Stephen Hunt: Duty to family trumps James McClean's perceived duty to Derry
James McClean could find himself drummed out of English football
Ireland's James McClean
In my defence, I didn't know I was about to be heard by an entire stadium when I grabbed a microphone and decide to have a pop at a few people, or maybe the English people, depending on how you look at it.
I was a young player at Crystal Palace, settling in to a new country, which in my case meant feeling very strange in a new country. Every Saturday we had to go to college in an administrative building at Selhurst Park. There was a microphone in one of the offices. I grabbed it and told my team-mates as a joke to "Fuck off you English wankers." When I started doing radio work later in my career they told me 'You're never alone with a microphone,' but I knew that already after what happened this day. The microphone wasn't just broadcasting to the offices we were in, it was the tannoy for Selhurst Park, so I hadn't simply addressed the lads I was in college with, I had told 15,000 people that they were English wankers who should fuck off.
I was 19 or 20 at the time and I made sure I never did anything as stupid again. James McClean feels he is representing his community when he behaves as he did in South Carolina last weekend but he shouldn't be surprised if people who feel as strongly about their community take it badly.
McClean is his own man and when he takes a stance like he did with the poppy then it's hard not to admire him, but there is only so far you can go. He may feel he has a duty to the people of Derry, but I believe you also have a duty to your family first and foremost and the money he will earn in the Premier League is better than the money he will earn in any other league, in any other country. If he isn't careful, he'll find that English clubs don't want anything to do with him.
He might encounter some patriotic managers who don't want to work with him, but more likely he will have to deal with patriotic supporters who wonder why they should show respect to somebody who disrespects something they believe in.
It might come as a surprise to McClean but there are English patriots as well as Irish patriots and while some of them will have understood his position over the poppy - I certainly did - they won't be as tolerant when he acts as disrespectfully as he did in the US.
I have been in Ireland squads with players who were extremely proud of their Irishness. They would belt out the rebel songs but they all understood one thing. You were lucky to be earning a living in the Premier League and if your team-mates are turning to face the flag, you face it with them. Nobody is asking you to sing God Save the Queen, you just face it and move on.
By disrespecting the flag and the anthem, McClean is in danger of being viewed not as a principled man who stands up for what he believes in but as a bigot. I don't believe that's the case but if it becomes something that is suspected in English football then clubs will hesitate if they are considering signing him.
He's not a world-class talent, which would mean clubs wouldn't care about anything he does off the pitch. He's a player who will always be a marginal call for a Premier League club.

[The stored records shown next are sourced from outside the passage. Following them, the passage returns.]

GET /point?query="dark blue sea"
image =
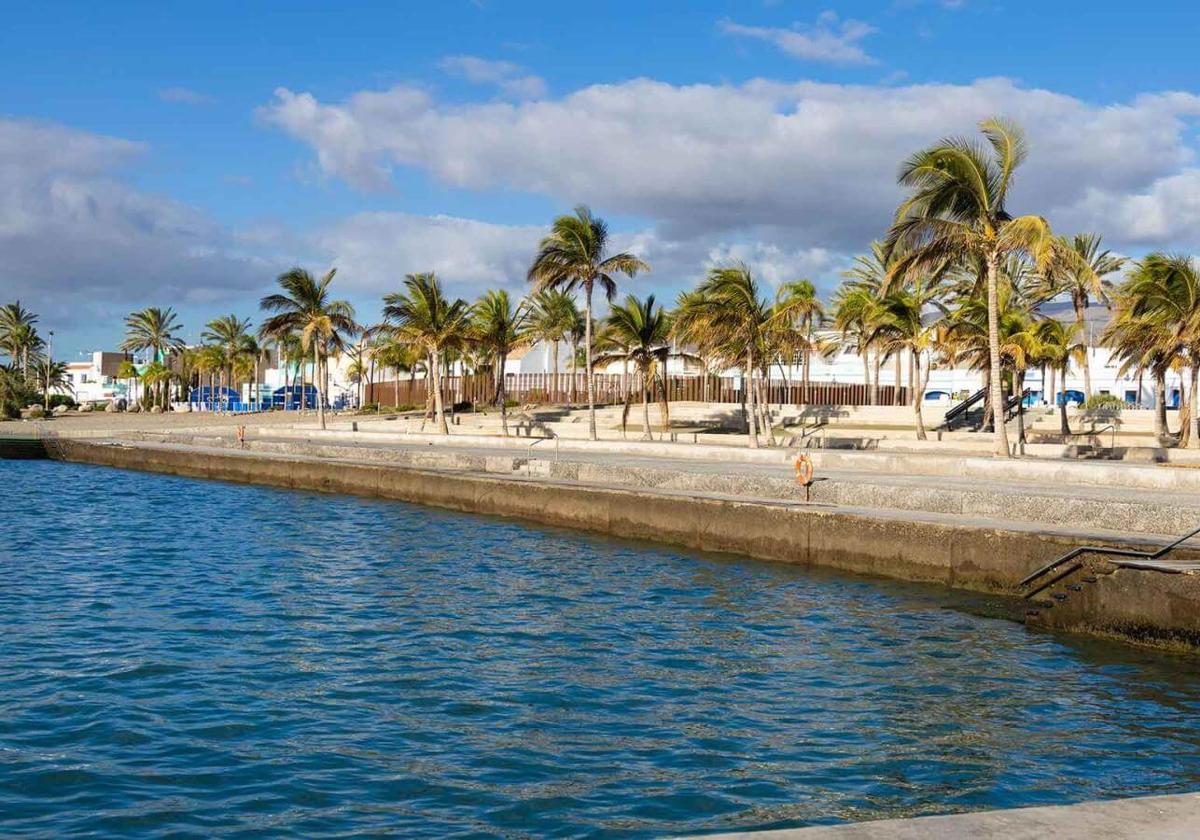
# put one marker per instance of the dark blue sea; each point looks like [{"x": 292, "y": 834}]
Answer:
[{"x": 201, "y": 659}]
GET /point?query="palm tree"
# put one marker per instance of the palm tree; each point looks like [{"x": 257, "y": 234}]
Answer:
[
  {"x": 642, "y": 333},
  {"x": 424, "y": 316},
  {"x": 726, "y": 318},
  {"x": 499, "y": 328},
  {"x": 958, "y": 211},
  {"x": 552, "y": 315},
  {"x": 52, "y": 376},
  {"x": 869, "y": 274},
  {"x": 573, "y": 256},
  {"x": 229, "y": 334},
  {"x": 210, "y": 360},
  {"x": 899, "y": 324},
  {"x": 1078, "y": 268},
  {"x": 129, "y": 372},
  {"x": 1059, "y": 345},
  {"x": 153, "y": 329},
  {"x": 967, "y": 330},
  {"x": 18, "y": 334},
  {"x": 156, "y": 375},
  {"x": 799, "y": 312},
  {"x": 1144, "y": 345},
  {"x": 403, "y": 357},
  {"x": 856, "y": 312},
  {"x": 1164, "y": 289},
  {"x": 305, "y": 309}
]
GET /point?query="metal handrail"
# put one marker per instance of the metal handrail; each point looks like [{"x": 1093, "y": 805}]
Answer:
[
  {"x": 551, "y": 436},
  {"x": 953, "y": 415},
  {"x": 1099, "y": 550}
]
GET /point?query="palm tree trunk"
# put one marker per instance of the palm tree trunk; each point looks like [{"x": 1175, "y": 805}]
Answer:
[
  {"x": 1185, "y": 414},
  {"x": 575, "y": 370},
  {"x": 317, "y": 383},
  {"x": 867, "y": 370},
  {"x": 587, "y": 352},
  {"x": 765, "y": 407},
  {"x": 805, "y": 373},
  {"x": 1063, "y": 426},
  {"x": 1193, "y": 414},
  {"x": 1161, "y": 407},
  {"x": 875, "y": 381},
  {"x": 748, "y": 395},
  {"x": 438, "y": 407},
  {"x": 558, "y": 390},
  {"x": 1019, "y": 390},
  {"x": 916, "y": 394},
  {"x": 1000, "y": 441},
  {"x": 646, "y": 407},
  {"x": 895, "y": 382},
  {"x": 1087, "y": 347}
]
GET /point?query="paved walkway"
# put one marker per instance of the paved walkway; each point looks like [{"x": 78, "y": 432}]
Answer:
[{"x": 1169, "y": 817}]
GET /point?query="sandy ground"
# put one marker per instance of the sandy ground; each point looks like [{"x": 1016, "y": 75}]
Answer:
[{"x": 96, "y": 421}]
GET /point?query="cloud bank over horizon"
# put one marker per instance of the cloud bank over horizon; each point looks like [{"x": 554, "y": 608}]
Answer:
[{"x": 790, "y": 177}]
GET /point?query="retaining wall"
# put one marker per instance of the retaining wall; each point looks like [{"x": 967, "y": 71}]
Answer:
[{"x": 903, "y": 546}]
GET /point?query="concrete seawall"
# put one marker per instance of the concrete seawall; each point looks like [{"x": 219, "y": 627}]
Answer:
[{"x": 904, "y": 545}]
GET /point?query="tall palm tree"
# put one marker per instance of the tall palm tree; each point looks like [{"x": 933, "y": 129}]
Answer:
[
  {"x": 726, "y": 318},
  {"x": 155, "y": 376},
  {"x": 156, "y": 330},
  {"x": 210, "y": 360},
  {"x": 1059, "y": 345},
  {"x": 129, "y": 372},
  {"x": 958, "y": 211},
  {"x": 1143, "y": 343},
  {"x": 305, "y": 309},
  {"x": 799, "y": 311},
  {"x": 552, "y": 315},
  {"x": 642, "y": 331},
  {"x": 52, "y": 376},
  {"x": 869, "y": 276},
  {"x": 18, "y": 334},
  {"x": 1079, "y": 268},
  {"x": 231, "y": 334},
  {"x": 574, "y": 256},
  {"x": 899, "y": 324},
  {"x": 423, "y": 315},
  {"x": 1165, "y": 291},
  {"x": 499, "y": 328},
  {"x": 856, "y": 313}
]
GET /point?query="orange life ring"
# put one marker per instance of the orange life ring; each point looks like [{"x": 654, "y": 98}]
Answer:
[{"x": 804, "y": 469}]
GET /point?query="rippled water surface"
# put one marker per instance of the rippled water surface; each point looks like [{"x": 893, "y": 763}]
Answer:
[{"x": 202, "y": 658}]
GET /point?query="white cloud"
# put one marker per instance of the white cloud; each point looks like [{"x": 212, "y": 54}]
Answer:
[
  {"x": 77, "y": 240},
  {"x": 829, "y": 40},
  {"x": 373, "y": 251},
  {"x": 510, "y": 78},
  {"x": 805, "y": 165},
  {"x": 185, "y": 96}
]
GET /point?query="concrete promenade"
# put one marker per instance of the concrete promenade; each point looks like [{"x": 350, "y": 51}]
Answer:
[
  {"x": 952, "y": 519},
  {"x": 753, "y": 509},
  {"x": 1167, "y": 817}
]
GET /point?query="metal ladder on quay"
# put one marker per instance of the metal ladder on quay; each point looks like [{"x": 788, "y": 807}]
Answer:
[{"x": 1062, "y": 568}]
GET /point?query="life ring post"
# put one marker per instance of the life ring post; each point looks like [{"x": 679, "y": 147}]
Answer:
[{"x": 804, "y": 473}]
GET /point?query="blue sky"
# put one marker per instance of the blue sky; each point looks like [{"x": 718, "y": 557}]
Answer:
[{"x": 183, "y": 154}]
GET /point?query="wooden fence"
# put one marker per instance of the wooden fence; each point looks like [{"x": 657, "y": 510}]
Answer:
[{"x": 549, "y": 389}]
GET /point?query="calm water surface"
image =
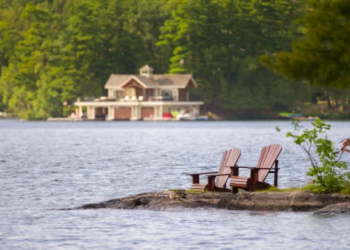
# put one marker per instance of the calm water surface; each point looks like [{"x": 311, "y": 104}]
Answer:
[{"x": 45, "y": 166}]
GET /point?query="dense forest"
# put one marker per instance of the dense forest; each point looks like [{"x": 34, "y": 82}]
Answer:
[{"x": 53, "y": 51}]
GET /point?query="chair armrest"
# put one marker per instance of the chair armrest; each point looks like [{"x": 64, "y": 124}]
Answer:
[
  {"x": 202, "y": 173},
  {"x": 209, "y": 175},
  {"x": 243, "y": 167}
]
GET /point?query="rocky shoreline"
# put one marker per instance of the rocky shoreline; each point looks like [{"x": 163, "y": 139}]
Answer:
[{"x": 269, "y": 201}]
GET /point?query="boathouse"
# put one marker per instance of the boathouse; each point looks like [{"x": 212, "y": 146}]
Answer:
[{"x": 146, "y": 96}]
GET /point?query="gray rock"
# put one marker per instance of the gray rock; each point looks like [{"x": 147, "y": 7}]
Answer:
[
  {"x": 339, "y": 208},
  {"x": 179, "y": 199}
]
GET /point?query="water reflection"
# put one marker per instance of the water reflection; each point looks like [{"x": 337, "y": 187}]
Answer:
[{"x": 55, "y": 165}]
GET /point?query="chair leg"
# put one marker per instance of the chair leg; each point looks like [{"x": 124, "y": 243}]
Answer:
[
  {"x": 234, "y": 172},
  {"x": 211, "y": 183},
  {"x": 234, "y": 190},
  {"x": 275, "y": 183}
]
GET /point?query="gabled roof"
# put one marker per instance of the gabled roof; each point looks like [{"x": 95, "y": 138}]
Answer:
[
  {"x": 176, "y": 80},
  {"x": 158, "y": 81},
  {"x": 146, "y": 68}
]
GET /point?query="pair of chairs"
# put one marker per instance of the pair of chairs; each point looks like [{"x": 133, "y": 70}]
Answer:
[{"x": 229, "y": 169}]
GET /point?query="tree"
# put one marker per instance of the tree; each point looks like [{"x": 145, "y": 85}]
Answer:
[{"x": 322, "y": 57}]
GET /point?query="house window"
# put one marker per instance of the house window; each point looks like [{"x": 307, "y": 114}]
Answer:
[{"x": 167, "y": 93}]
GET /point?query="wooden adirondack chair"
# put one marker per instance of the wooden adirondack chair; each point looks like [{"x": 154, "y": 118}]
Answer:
[
  {"x": 268, "y": 157},
  {"x": 217, "y": 180}
]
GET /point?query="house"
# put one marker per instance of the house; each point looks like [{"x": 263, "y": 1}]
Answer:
[{"x": 146, "y": 96}]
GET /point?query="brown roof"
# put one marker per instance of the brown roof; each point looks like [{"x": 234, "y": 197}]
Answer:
[
  {"x": 176, "y": 80},
  {"x": 146, "y": 67}
]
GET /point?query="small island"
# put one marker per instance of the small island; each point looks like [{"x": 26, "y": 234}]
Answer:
[{"x": 180, "y": 199}]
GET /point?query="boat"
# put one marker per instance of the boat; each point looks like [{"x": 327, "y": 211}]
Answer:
[{"x": 188, "y": 114}]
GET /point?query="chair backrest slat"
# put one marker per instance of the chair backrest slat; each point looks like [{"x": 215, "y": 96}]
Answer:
[
  {"x": 229, "y": 159},
  {"x": 268, "y": 156}
]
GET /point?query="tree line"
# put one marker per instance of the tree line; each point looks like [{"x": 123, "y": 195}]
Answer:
[{"x": 53, "y": 51}]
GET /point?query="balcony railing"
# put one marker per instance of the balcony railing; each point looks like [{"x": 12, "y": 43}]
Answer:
[{"x": 136, "y": 99}]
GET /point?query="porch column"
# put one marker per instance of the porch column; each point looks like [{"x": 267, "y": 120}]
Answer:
[
  {"x": 161, "y": 111},
  {"x": 80, "y": 111},
  {"x": 91, "y": 113},
  {"x": 176, "y": 94},
  {"x": 133, "y": 113},
  {"x": 110, "y": 113}
]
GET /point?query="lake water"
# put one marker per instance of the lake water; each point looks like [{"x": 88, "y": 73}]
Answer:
[{"x": 46, "y": 166}]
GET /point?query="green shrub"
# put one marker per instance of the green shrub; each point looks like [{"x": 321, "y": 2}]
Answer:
[{"x": 326, "y": 165}]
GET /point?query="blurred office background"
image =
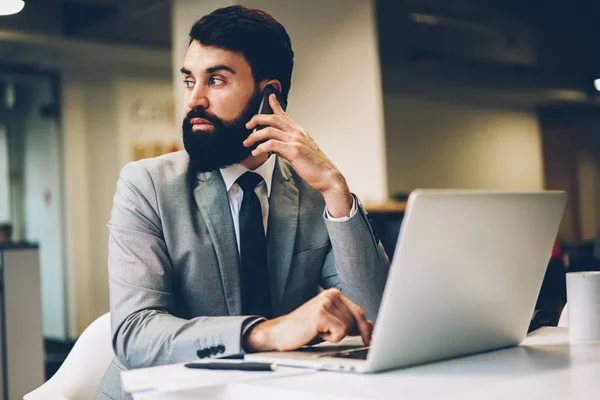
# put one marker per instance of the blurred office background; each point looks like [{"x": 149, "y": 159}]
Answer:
[{"x": 476, "y": 94}]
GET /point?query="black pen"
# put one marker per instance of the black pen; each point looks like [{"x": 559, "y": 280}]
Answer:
[{"x": 243, "y": 366}]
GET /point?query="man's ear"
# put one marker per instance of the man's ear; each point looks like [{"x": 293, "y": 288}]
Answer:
[{"x": 274, "y": 82}]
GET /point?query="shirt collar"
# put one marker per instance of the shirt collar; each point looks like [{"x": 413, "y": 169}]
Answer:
[{"x": 233, "y": 172}]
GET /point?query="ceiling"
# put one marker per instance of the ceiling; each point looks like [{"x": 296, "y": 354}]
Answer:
[
  {"x": 539, "y": 37},
  {"x": 547, "y": 38},
  {"x": 132, "y": 22}
]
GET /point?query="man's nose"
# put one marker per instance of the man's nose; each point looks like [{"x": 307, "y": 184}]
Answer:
[{"x": 197, "y": 99}]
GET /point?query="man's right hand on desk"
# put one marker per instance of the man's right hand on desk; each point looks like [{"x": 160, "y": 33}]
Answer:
[{"x": 329, "y": 316}]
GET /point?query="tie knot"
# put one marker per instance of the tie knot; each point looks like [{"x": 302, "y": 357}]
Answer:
[{"x": 249, "y": 181}]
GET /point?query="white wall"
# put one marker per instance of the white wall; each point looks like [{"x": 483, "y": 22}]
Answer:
[
  {"x": 44, "y": 200},
  {"x": 4, "y": 183},
  {"x": 336, "y": 88},
  {"x": 442, "y": 144},
  {"x": 97, "y": 145}
]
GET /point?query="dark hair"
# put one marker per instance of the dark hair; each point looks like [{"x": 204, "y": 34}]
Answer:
[{"x": 262, "y": 40}]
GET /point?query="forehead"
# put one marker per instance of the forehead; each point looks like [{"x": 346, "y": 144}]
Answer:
[{"x": 199, "y": 57}]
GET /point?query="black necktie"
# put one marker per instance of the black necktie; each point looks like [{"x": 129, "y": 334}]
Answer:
[{"x": 253, "y": 249}]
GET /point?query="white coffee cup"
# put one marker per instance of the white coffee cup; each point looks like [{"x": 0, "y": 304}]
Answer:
[{"x": 583, "y": 299}]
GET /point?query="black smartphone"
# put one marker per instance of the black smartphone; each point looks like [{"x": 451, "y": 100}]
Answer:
[{"x": 265, "y": 107}]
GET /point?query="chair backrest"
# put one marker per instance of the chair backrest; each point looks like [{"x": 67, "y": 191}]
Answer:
[
  {"x": 80, "y": 374},
  {"x": 563, "y": 322}
]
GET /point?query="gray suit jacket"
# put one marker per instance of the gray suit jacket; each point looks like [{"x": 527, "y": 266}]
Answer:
[{"x": 174, "y": 268}]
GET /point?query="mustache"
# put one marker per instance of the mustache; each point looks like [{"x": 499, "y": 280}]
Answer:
[{"x": 202, "y": 113}]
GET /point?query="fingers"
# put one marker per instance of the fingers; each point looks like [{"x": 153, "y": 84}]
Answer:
[
  {"x": 331, "y": 325},
  {"x": 289, "y": 151},
  {"x": 266, "y": 134},
  {"x": 342, "y": 310},
  {"x": 275, "y": 106},
  {"x": 267, "y": 120},
  {"x": 365, "y": 327}
]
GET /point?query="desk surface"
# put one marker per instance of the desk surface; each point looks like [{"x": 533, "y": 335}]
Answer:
[{"x": 545, "y": 366}]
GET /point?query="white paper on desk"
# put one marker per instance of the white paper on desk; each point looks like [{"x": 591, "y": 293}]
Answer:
[{"x": 175, "y": 377}]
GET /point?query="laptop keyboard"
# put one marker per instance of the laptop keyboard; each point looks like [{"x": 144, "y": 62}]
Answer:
[{"x": 356, "y": 354}]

He has drawn out some bigots on the other side and now he will have to deal with them as he attempts to make a mark at a new club. I can understand it over the poppy but this is unnecessary.
It won't just be bigots he has angered. I know plenty of decent English people who love England as much as I, or James McClean, love Ireland. They would never dream of showing that disrespect to the Irish anthem.
I was young and foolish once and I know how hard it can be when you come to England and feel you are fighting not only for yourself but for your whole country. McClean is youngish and foolish and he needs to learn a bit of diplomacy. Are we saying that as he is from Derry, he can do what he wants?
If so, that's fine, but don't be surprised if people who take a different point of view react strongly as well. I think he should keep his head down and get on with his career. He's got another chance at a Premier League club and he doesn't want to blow it. Right now, he can get a good rate on sterling to euro, that should at least make him happy to be working in England. He certainly wouldn't want it the other way round.